Hello I am trying to understand one solution for the following problem:

17.16 Consider the problem
\begin{aligned} \operatorname{minimize} \ & \boldsymbol{c}^{\top} \boldsymbol{x}, \quad \boldsymbol{x} \in \mathbb{R}^{n} \\ \text { subject to } & \boldsymbol{x} \geq \mathbf{0} . \end{aligned}
For this problem we have the following theorem.
Theorem: $$A$$ solution to the foregoing problem exists if and only if $$\boldsymbol{c} \geq \mathbf{0}$$. Moreover, if a solution exists, $$\mathbf{0}$$ is a solution.

Use the duality theorem to prove this theorem (see also Exercise 22.15).

Solution:

The dual to the above linear program (asymmetric form) is \begin{aligned} \operatorname{maximize} \ & \boldsymbol{\lambda}^{\top} \boldsymbol{0}, \quad\\ \text { subject to } & \boldsymbol{\boldsymbol{\lambda}^{\top}}O \leq \mathbf{\boldsymbol{c}^{\top}} . \end{aligned}
The above dual problem has a feasible solution if and only if $$c ≥ 0$$. Since any feasible solution to the dual is also optimal, the dual has an optimal solution if and only if $$c ≥ 0$$. Therefore, by the duality theorem, the primal problem has a solution if and only if $$c ≥ 0$$.

Where does the statement "Since any feasible solution to the dual is also optimal" come from? Is this from the Complementary Slackness condition because $$Ax =b = 0$$ yields the 2 slackness condition $$0$$ ? or is true in every case?

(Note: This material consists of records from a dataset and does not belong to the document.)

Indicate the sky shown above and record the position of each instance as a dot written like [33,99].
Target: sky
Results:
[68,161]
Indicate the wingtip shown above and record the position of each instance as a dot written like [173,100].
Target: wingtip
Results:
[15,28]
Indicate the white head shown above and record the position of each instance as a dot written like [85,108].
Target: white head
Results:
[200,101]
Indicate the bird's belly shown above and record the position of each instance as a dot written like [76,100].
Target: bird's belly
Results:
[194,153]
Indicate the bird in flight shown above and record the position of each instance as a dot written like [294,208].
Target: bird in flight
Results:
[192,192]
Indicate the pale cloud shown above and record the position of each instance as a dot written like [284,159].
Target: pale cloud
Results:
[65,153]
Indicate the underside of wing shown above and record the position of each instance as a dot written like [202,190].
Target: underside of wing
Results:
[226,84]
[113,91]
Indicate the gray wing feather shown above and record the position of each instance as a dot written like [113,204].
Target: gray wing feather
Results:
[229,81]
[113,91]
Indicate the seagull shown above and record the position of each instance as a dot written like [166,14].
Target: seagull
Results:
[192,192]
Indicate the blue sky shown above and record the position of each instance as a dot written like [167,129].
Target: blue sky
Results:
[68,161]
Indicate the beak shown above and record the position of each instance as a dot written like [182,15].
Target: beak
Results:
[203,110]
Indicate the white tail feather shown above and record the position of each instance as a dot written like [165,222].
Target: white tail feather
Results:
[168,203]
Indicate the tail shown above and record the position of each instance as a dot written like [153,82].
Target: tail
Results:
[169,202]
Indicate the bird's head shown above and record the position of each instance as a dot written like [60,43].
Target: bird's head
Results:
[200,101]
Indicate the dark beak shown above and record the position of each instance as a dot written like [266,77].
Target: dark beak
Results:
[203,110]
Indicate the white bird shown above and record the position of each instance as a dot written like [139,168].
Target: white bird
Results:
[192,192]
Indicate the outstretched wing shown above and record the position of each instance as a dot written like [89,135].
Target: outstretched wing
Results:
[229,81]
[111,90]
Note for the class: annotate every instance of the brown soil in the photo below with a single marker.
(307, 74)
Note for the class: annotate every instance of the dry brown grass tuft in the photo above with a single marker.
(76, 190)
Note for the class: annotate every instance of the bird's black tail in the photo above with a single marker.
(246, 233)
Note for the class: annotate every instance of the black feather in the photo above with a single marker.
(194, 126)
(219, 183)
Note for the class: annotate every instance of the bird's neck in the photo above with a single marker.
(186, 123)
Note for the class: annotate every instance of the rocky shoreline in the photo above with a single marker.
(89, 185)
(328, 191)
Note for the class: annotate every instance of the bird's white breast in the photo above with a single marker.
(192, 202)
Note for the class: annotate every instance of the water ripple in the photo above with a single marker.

For this particular dual, the objective function $$\boldsymbol \lambda^{\mathsf T}\boldsymbol 0$$ is the same for every $$\boldsymbol \lambda$$: it is always equal to $$0$$. That's why every feasible $$\boldsymbol \lambda$$ is optimal: no feasible solution to the dual can be better or worse than any other.

In general, the dual linear program is just a linear program like any other, and can have feasible solutions that aren't optimal.